Supreme Court Grants Cert. on Awesome California Labor Case - And Also Some Gun Thing.

I know, I know. Everyone's talking about D.C. v. Heller, the Second Amendment bombshell of a cert. grant. Believe me, the D.C. Circuit version, Parker, was my life for 3 months of moot courtness this fall. I'm interested.

But if you want to talk guns, you're in the wrong place - unless it's a postal service article or something - and Heller was not the only cert petition granted today.

The Supremes agreed to hear a challenge of a California labor statute that prohibits employer communication during a union campaign. The case, Chamber of Commerce v. Brown, could give the Court a chance to define the extent an employer's noncoercive speech is protected by the 1st Amendment or Section 8 of the NLRA. Except, of course, that it's been long-settled that both of those things are true, so, that's dangerous.

From the Petition for Cert.:

[The statute] forbids employers that receive either a state "grant" or over $10,000 from a "state program" from using those funds "to assist, promote, or deter union organizing," which is defined as "any attempt by an employer to influence the decision of its employees in this state or those of its subcontractors regarding either ...[w]hether to support or oppose a labor organization that represents or seeks to represent those employees ... [or] [w]hether to become a member of any labor organization," This proscription applies to "any expense, including legal and consulting fees and salaries of supervisors and employees, incurred for research for, or preparation, planning, or coordination of, or carrying out, an activity to assist, promote, or deter union organizing."

The 9th Circuit held en banc that the state law wasn't preempted by the NLRA because it only tangentially touches on noncoercive speech. And then it got good:

[The 9th Circuit held that the statute was not preempted] because noncoercive employer speech is neither actually nor arguably protected by the NLRA. It held that section 8(c) of the NLRA does not grant employers speech rights but "simply prohibits their noncoercive speech from being used as evidence of an unfair labor practice."

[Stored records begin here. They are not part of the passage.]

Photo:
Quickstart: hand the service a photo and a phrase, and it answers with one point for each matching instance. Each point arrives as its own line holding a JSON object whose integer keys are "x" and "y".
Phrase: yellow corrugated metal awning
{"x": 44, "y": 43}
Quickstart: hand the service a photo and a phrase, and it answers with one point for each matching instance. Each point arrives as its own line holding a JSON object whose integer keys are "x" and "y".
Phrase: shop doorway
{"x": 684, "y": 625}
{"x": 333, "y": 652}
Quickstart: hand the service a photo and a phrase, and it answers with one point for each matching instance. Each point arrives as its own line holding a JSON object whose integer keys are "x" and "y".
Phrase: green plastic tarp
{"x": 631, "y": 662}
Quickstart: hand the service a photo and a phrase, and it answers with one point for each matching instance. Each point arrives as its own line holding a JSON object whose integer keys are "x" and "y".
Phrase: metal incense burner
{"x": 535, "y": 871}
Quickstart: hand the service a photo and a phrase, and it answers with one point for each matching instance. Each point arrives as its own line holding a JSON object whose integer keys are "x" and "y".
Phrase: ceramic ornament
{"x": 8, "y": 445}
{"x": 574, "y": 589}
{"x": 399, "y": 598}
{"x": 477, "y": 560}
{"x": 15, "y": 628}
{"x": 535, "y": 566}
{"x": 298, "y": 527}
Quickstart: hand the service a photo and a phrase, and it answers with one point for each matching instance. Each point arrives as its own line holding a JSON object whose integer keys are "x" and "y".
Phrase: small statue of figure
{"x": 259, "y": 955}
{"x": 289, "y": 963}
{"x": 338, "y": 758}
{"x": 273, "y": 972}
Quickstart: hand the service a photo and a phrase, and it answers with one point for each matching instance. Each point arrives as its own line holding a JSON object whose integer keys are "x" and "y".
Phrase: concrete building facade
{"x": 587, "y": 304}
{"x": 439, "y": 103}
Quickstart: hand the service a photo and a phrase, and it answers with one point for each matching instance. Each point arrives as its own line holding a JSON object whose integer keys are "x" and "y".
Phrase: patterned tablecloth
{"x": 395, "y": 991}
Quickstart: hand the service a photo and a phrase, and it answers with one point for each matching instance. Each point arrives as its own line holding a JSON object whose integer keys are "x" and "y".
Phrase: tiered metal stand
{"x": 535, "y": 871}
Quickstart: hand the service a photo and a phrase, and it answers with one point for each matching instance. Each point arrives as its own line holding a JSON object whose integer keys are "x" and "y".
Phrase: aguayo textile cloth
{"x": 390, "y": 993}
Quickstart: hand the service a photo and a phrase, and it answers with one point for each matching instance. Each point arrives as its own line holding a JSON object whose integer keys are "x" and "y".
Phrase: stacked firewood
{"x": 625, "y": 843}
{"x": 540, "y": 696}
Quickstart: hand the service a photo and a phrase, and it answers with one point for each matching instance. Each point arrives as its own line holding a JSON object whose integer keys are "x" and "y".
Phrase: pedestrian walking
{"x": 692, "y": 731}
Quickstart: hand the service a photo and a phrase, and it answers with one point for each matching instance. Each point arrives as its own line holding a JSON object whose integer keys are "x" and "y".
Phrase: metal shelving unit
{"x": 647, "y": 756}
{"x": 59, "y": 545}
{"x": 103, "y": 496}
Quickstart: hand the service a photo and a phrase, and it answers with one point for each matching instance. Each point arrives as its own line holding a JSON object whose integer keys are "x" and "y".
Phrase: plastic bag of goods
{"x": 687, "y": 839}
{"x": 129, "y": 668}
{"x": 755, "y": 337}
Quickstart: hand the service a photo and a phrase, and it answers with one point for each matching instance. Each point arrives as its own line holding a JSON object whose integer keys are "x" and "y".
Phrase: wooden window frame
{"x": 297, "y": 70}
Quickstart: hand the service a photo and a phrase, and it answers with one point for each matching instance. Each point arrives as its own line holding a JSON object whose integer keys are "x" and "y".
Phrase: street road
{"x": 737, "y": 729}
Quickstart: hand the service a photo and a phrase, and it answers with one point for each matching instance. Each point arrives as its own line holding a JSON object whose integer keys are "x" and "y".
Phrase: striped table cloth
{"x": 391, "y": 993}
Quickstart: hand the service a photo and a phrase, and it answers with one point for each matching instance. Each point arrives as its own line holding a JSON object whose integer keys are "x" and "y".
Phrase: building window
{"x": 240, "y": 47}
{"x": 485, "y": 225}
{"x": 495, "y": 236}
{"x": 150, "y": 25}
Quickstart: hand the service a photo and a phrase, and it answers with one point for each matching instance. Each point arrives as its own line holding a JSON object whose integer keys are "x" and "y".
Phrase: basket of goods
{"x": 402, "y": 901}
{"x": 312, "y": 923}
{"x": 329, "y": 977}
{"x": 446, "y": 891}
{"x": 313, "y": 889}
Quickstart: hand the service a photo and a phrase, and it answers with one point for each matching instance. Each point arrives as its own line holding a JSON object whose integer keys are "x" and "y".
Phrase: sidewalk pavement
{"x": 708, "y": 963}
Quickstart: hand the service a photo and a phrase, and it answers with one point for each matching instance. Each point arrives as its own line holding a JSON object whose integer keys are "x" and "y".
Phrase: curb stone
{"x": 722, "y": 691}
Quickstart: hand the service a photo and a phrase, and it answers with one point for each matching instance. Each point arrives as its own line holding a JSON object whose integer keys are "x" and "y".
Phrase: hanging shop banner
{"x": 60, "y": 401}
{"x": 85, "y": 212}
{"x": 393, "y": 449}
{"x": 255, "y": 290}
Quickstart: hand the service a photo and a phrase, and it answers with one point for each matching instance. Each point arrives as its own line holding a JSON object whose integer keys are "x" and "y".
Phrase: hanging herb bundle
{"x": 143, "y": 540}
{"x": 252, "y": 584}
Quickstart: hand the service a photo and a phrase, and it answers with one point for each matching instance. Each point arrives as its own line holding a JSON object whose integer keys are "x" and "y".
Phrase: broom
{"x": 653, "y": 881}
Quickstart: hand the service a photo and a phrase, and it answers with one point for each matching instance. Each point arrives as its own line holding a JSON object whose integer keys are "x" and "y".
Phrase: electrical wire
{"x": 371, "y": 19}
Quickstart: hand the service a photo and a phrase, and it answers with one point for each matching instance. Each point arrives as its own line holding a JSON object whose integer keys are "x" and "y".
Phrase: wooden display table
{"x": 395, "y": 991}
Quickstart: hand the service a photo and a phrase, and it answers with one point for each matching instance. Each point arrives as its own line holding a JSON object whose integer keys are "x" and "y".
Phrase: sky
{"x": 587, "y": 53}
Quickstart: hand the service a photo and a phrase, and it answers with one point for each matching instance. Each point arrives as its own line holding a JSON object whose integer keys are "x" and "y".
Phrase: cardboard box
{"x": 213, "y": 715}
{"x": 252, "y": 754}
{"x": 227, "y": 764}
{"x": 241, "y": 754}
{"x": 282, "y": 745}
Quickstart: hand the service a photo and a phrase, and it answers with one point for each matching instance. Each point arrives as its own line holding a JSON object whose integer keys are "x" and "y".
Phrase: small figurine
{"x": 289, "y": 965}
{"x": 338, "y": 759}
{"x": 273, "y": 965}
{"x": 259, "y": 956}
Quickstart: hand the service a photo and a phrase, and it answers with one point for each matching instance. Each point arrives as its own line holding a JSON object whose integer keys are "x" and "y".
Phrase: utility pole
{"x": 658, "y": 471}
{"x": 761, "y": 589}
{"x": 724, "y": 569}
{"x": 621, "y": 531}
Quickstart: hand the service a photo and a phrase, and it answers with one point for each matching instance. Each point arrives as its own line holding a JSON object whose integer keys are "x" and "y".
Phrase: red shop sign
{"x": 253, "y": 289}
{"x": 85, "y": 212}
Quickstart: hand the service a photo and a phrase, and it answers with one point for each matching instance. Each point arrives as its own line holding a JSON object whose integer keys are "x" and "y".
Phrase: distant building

Wow. That could be a thing.

We're thinking that SCOTUS is going to overrule the 9th Circuit here. Why? Two reasons: 1) the Roberts Court is clearly pro-business, and this case, brought by the California Chamber of Commerce, is as "business" as they come, and 2) the Supreme Court always overrules the 9th Circuit. Seriously, their like the Buffalo Bills - it doesn't matter how good they are, they're never going to win.